Who You Are pulls off a rare trick: it manages to be both profoundly subversive and great fun to read. Spivey will have you laughing out loud while he undermines your most deeply held beliefs about your self.
—Anthony Chemero, Professor of Philosophy and Psychology, University of Cincinnati
Occasionally a book comes around that achieves something rare: it takes an age-old question like Who Am I? and teaches us something new. Spivey’s book does just that–brilliantly, accessibly, originally, and convincingly. It is a modern, scientific view of the self and reading it will transform your sense of the person you think you know so well.
—Mahzarin R. Banaji, Richard Clarke Cabot Professor of Social Ethics, Department of Psychology, Harvard University
Who are you? Are you just a brain? A brain and a body? All the things you have done and the friends you have made? Many of us assume that who we really are is something deep inside us, an inner sanctuary that contains our true selves. In Who You Are, Michael Spivey argues that the opposite is true: that you are more than a brain, more than a brain-and-body, and more than all your assumptions about who you are. Rather than peeling layers away to reveal the inner you, Spivey traces who you are outward. You may already feel in your heart that something outside your body is actually part of you—a child, a place, a favorite book. Spivey confirms this intuition with scientific findings.
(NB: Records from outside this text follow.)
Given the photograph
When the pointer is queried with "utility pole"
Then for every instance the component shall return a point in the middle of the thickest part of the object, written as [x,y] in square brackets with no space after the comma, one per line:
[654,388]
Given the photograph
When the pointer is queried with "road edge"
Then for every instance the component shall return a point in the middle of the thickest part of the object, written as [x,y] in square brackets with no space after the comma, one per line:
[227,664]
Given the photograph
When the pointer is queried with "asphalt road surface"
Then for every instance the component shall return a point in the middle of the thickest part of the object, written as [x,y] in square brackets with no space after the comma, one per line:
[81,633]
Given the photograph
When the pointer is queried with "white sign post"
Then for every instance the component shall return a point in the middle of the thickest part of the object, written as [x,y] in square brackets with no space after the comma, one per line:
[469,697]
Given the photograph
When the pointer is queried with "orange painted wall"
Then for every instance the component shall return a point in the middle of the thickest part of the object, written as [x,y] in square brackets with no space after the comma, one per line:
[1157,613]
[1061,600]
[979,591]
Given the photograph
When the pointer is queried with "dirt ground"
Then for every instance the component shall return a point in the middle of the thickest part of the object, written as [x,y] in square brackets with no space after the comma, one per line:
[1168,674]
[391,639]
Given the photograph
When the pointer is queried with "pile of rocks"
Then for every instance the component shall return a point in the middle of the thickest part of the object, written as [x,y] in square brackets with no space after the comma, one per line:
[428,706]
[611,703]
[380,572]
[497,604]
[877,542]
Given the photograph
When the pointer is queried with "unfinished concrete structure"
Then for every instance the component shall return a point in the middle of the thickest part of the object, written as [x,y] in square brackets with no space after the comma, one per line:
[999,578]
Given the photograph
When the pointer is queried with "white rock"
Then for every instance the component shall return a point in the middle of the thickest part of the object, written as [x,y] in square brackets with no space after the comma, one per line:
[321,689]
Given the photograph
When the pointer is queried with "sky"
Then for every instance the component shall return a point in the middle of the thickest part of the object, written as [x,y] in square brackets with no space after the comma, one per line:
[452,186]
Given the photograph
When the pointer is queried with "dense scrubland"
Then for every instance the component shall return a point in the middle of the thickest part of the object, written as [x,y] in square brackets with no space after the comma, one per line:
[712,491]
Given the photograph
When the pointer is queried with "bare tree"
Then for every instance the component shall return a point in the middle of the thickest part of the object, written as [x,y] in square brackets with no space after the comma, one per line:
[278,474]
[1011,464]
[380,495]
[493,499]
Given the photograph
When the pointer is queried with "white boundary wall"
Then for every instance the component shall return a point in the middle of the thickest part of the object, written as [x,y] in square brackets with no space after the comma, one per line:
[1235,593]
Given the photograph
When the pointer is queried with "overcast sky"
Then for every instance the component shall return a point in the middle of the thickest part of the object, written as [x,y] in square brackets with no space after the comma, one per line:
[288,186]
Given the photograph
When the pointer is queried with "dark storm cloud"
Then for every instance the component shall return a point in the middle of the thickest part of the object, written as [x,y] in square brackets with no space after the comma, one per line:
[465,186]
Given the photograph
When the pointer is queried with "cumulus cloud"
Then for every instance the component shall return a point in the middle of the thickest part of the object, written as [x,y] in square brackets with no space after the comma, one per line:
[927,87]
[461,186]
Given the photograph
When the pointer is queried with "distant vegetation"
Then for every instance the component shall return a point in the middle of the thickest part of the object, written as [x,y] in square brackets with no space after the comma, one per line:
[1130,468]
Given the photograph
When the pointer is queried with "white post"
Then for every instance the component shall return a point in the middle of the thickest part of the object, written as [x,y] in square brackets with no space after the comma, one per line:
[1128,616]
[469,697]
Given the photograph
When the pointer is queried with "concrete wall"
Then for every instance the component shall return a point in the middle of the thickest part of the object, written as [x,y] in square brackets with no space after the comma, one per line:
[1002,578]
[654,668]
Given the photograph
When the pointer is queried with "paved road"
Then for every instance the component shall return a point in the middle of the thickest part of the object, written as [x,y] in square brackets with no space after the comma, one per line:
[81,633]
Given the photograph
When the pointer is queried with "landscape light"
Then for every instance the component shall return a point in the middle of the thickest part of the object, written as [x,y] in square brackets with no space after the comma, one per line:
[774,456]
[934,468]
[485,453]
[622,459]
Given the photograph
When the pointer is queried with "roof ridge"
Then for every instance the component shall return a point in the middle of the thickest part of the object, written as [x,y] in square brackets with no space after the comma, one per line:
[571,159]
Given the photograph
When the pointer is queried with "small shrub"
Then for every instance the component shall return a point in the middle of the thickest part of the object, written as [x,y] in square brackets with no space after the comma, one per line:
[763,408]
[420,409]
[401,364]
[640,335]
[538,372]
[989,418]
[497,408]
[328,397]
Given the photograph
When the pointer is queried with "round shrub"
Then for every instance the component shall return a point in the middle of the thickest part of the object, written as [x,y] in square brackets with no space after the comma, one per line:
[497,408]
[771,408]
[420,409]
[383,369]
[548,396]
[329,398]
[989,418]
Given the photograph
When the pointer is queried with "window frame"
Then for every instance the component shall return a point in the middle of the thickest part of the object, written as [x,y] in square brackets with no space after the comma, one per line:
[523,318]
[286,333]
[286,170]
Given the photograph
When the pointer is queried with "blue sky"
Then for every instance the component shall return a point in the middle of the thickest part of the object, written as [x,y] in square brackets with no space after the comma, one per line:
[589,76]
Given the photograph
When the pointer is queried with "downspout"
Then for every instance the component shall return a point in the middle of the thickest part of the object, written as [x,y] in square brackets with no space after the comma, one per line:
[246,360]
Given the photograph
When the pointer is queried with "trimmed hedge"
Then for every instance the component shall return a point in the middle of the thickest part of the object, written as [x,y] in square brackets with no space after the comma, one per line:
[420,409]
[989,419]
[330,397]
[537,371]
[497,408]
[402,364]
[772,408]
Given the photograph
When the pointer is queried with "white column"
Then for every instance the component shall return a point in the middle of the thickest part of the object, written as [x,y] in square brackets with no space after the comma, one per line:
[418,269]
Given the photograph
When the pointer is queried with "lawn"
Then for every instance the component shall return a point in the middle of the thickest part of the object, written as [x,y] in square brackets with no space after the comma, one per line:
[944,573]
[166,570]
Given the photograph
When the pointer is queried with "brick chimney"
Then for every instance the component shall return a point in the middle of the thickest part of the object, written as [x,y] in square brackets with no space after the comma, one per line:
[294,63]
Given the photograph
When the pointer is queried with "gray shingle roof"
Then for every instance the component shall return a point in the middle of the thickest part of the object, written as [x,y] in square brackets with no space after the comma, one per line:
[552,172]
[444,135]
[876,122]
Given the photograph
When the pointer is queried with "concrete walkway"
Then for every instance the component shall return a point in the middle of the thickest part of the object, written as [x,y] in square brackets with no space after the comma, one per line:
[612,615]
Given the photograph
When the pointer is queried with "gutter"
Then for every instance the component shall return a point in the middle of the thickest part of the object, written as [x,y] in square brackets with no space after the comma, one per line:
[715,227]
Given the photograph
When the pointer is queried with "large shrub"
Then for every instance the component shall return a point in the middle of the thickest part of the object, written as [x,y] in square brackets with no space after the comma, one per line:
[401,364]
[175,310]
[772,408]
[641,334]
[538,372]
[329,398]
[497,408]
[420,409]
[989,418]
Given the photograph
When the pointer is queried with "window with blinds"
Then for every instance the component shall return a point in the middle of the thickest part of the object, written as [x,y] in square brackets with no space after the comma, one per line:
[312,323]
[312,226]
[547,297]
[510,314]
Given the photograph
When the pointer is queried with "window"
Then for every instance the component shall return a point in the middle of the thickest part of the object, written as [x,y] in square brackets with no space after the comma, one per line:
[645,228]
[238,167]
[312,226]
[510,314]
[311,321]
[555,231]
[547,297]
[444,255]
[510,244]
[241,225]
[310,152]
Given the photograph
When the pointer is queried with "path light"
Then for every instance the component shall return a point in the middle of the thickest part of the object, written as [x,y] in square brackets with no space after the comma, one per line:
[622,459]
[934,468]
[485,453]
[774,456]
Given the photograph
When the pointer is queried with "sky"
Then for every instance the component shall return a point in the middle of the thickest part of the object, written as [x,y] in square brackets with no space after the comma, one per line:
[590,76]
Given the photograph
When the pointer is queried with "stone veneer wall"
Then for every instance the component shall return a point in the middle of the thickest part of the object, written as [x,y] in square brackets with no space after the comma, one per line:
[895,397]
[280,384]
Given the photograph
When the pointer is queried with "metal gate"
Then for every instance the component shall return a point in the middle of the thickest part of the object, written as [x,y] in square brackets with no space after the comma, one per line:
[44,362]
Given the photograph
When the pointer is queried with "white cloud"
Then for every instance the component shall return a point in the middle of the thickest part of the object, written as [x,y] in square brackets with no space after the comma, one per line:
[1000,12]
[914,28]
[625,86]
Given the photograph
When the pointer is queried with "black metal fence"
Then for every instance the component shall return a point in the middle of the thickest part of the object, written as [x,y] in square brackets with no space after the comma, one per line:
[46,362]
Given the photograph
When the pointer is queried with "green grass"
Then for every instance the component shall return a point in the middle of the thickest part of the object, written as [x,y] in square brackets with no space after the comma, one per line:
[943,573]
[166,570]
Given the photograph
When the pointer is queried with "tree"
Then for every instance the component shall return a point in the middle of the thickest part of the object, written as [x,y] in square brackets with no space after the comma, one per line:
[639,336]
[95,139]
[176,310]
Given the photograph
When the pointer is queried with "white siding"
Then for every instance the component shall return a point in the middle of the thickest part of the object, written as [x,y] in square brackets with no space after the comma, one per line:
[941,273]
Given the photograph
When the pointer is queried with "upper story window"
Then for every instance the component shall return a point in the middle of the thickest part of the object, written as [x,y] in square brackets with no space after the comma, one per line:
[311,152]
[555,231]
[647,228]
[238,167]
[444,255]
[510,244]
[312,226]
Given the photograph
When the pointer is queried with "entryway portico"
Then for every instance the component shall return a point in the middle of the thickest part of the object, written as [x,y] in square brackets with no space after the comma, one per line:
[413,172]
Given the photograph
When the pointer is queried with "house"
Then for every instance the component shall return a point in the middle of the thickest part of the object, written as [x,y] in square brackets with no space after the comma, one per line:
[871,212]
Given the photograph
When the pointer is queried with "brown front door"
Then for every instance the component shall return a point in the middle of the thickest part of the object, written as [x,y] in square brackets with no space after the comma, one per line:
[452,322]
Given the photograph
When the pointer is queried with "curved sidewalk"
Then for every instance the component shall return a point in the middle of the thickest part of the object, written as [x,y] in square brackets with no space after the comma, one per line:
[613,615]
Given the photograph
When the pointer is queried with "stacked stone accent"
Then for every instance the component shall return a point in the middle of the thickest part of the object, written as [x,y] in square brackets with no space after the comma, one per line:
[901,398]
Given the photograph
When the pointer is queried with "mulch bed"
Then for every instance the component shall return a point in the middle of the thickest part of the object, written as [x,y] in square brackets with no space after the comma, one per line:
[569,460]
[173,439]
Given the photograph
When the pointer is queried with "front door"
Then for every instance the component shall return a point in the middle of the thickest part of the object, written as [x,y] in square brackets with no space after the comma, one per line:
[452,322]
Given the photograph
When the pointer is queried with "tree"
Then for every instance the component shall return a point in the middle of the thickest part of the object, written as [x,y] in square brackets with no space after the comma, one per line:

With each chapter, Spivey incrementally expands a common definition of the self. After (gently) helping you to discard your assumptions about who you are, he draws on research in cognitive science and neuroscience to explain the back-and-forth among all the regions of the brain and the interaction between the brain and body. He then makes the case for understanding objects and locations in your environment as additional parts of who we are. Going even further, he shows that, just as interaction links brain, body, and environment, ever-expanding systems of interaction link humans to other humans, to nonhuman animals, and to nonliving matter. This may seem an interaction or two too far. But you don’t have to take his word for it—just consider the evidence he presents.